If you want to play music on your iPhone you tap “Music”, not “iPod”. You can run Chrome on an iPhone, although Safari remains. Calendar has replaced “iCal”.

Your iPhone has both “Maps” and “Google Maps” on it but let’s be honest Google probably isn’t going to drop that distinction. Which is fair. But they’re both “Maps”.

Safari, iBooks, and iTunes are the last brands on your new iPhone

The trend right now is certainly toward naming things more simply, but there’s something deeper going on here. Apple released an app called “TV”. It’s not just called that because they wanted to have a short punchy name that resonates with its use case. It’s because the platforms have enormous presence and dominance and they are taking over literally everything and there’s room for both iOS and Android in the world and you already know which one you prefer.
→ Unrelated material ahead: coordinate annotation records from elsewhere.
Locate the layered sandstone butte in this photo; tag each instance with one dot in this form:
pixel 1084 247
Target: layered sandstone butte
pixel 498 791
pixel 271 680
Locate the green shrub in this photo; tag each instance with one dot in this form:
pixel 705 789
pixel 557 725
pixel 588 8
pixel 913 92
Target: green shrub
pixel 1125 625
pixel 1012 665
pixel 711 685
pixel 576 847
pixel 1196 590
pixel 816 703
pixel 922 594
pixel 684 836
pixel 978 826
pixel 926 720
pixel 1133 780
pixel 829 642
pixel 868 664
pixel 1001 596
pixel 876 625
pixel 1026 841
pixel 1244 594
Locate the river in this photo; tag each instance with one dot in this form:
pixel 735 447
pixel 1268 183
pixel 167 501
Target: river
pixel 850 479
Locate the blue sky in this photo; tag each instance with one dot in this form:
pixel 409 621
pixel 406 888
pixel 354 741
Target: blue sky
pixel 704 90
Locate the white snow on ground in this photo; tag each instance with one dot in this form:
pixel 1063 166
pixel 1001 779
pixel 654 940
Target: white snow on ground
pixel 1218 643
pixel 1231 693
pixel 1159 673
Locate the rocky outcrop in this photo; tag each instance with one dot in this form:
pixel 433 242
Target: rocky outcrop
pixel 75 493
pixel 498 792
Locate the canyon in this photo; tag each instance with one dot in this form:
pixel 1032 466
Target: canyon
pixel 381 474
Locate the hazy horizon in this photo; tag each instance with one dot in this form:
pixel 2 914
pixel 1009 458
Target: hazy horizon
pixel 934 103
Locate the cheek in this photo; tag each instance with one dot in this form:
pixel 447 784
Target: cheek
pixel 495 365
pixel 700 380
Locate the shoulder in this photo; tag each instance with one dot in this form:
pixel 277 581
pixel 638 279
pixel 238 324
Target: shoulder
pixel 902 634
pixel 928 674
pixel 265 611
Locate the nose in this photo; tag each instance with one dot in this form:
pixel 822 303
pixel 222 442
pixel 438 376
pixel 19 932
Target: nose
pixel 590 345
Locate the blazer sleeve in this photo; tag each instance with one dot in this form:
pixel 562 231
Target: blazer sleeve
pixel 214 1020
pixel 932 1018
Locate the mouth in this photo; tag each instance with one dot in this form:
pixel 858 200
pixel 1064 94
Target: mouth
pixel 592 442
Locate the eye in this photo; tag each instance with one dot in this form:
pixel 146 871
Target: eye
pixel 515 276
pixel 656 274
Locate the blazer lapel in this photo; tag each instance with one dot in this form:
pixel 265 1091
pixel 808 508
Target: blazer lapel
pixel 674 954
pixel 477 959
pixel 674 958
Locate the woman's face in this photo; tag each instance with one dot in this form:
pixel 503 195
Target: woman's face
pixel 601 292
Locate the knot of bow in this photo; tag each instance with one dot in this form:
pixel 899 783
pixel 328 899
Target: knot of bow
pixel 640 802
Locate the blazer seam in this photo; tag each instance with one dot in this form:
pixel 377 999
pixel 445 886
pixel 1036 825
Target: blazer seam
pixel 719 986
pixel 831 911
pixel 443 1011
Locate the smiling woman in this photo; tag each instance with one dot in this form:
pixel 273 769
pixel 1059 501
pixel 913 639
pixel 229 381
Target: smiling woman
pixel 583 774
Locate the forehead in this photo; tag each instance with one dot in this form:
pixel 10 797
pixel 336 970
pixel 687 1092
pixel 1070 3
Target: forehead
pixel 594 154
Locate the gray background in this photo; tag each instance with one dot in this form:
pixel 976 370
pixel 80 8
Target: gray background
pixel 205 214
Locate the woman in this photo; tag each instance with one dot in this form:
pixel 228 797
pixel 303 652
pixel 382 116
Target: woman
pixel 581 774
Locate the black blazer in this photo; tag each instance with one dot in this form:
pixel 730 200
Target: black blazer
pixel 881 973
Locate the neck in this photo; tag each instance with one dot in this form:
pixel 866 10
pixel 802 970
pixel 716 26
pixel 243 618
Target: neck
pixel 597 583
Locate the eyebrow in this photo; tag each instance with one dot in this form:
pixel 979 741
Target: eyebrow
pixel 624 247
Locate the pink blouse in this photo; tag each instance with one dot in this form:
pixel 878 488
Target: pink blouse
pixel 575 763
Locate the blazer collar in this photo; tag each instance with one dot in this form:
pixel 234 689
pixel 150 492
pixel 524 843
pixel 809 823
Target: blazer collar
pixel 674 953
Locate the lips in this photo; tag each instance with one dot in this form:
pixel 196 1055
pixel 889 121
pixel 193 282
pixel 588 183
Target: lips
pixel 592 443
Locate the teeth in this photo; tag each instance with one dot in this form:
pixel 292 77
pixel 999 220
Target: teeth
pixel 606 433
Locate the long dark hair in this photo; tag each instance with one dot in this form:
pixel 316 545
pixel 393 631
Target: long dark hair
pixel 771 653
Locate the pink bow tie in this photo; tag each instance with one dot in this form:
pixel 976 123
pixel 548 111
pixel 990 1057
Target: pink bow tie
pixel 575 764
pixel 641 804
And then I remembered a phrase I haven’t heard in a long time, because the trend is toward nothing being too small to be a product. Credit Karma is a successful product for checking your credit score. NerdWallet helps you find credit cards. Everything has been increasingly unbundled. Look at this:

From CB Insights

Which brings me back to the phrase:

Feature Not A Company

The platforms are moving in a different direction, hard. Some time ago it was common to hear debates about whether a startup was a feature, not a company (credit to Mark Suster’s excellent explanation). Something that couldn’t really stand alone but had basically raised money to prove that a discrete piece of functionality was valuable to users and would be acquired or outcompeted by an in-house offering from a company better equipped to deliver an integrated solution. Apple and Google seem to be saying that their platforms are sufficiently distributed and powerful that all of these things are better experiences folded in than standing alone.

In this view, these BIG things — messaging, payment and loyalty programs, listening to music, your calendar, maps and finding things, and even all of ‘TV’ — are apps that they make that aggregate services. The TV app is how you consume visual media. Not a television that’s connected to a cable company that’s buying content that’s produced by media companies with the scale to make those deals. The entire stack collapses and all you need is basically an app store and an undifferentiated internet connection.

It’s back to the old days of things being a feature, not a company. But now it’s not about tech startups like GroupMe, it’s about the fundamentals of American life like TV. It’s one thing to say that a new company really should be folded into another, but something entirely different to say that entire industries are now just an app.

What does this mean for companies?

Well, bad news if you distribute coupons. More realistically, it’s a call to action to think about your distribution. Who owns the connection to your consumers? Are they already using your product or service on their phone? Is your brand or lock-in strong enough to fight off intermediation? That’s the big question, because without a strategy for answering it your margins are going to be under siege … if I’m reading this right.